6.3. If your server starts...

If the server has started correctly, and your problem is with a security failure or gridmap lookup failure, verify that you have security configured properly here.

If the server is running and your client successfully authenticates but has a problem at some other time during the session, please ask for help on [email protected]. When you send mail or submit bugs, please always include as much of the following information as possible:

  • Specs on all hosts involved (OS, processor, RAM, etc).
  • globus-url-copy -version
  • globus-url-copy -versions
  • Output from the telnet test above.
  • The actual command line you ran with -dbg added. Don't worry if the output gets long.
  • Check that you are getting a FQDN and /etc/hosts that is sane.
  • The server configuration and setup (/etc/services entries, (x)inetd configs, etc.).
  • Any relevant lines from the server logs (not the entire log please).

7. Usage statistics collection by the Globus Alliance

The following GridFTP-specific usage statistics are sent in a UDP packet at the end of each transfer, in addition to the standard header information described in the Usage Stats section.

  • Start time of the transfer
  • End time of the transfer
  • Version string of the server
  • TCP buffer size used for the transfer
  • Block size used for the transfer
  • Total number of bytes transferred
  • Number of parallel streams used for the transfer
  • Number of stripes used for the transfer
  • Type of transfer (STOR, RETR, LIST)
  • FTP response code -- Success or failure of the transfer

[Note]Note

The client (globus-url-copy) does NOT send any data.
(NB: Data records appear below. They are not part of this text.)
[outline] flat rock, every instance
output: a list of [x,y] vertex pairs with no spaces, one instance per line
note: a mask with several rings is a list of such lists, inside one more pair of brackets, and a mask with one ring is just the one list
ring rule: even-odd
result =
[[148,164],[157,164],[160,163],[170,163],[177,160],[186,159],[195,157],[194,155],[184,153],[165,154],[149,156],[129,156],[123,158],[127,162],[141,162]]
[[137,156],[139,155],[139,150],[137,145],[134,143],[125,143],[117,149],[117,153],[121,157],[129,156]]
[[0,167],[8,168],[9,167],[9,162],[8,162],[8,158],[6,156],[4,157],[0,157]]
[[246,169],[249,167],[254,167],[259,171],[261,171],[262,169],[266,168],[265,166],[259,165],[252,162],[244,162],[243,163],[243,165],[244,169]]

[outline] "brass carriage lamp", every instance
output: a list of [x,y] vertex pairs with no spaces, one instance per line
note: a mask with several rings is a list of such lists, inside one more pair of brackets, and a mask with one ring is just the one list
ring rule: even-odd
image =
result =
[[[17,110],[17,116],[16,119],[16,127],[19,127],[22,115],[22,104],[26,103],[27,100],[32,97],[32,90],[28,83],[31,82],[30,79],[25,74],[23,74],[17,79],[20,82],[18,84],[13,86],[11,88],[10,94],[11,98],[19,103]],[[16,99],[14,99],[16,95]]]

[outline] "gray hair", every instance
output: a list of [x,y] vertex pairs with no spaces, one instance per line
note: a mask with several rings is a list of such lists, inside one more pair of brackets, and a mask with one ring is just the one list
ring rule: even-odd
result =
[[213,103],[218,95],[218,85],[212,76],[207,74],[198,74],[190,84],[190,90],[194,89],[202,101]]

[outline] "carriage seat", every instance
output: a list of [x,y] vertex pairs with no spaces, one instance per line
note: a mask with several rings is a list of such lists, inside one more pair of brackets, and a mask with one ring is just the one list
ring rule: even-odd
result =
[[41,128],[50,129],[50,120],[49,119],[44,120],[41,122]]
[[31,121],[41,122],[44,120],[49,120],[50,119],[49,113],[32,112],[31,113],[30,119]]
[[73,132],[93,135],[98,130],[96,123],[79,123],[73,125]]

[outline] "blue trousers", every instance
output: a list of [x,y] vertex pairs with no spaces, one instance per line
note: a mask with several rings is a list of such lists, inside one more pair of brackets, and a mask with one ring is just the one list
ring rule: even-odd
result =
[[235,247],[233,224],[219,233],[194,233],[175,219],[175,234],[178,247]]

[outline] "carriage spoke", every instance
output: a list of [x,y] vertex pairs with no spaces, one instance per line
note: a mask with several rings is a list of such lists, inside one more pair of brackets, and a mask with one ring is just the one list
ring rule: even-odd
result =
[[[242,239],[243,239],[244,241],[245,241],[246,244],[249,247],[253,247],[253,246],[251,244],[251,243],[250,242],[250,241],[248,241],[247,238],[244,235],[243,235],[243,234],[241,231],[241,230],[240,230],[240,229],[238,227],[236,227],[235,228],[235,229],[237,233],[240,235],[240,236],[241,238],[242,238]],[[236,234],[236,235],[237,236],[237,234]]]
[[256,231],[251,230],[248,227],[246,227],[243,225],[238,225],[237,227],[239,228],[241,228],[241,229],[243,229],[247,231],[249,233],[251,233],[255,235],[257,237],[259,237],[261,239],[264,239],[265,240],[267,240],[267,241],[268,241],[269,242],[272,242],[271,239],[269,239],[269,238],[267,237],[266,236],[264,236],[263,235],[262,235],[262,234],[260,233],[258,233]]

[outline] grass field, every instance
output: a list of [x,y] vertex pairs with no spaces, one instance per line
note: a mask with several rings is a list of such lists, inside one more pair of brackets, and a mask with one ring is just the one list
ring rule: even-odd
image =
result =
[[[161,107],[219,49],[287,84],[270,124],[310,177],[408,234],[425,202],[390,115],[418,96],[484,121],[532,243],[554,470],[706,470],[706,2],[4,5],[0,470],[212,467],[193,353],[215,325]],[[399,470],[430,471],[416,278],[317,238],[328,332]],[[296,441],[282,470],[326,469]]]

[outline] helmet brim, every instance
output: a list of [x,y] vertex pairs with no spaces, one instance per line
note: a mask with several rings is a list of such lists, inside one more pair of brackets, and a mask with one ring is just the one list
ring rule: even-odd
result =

It is the servers that send the usage statistics.

We have made a concerted effort to collect only data that is not too intrusive or private and yet still provides us with information that will help improve and gauge the usage of the GridFTP server. Nevertheless, if you wish to disable this feature for GridFTP only, see the Logging section of Section 3.2, “GridFTP server configuration options”. Note that you can disable transmission of usage statistics globally for all C components by setting "GLOBUS_USAGE_OPTOUT=1" in your environment.

Also, please see our policy statement on the collection of usage statistics.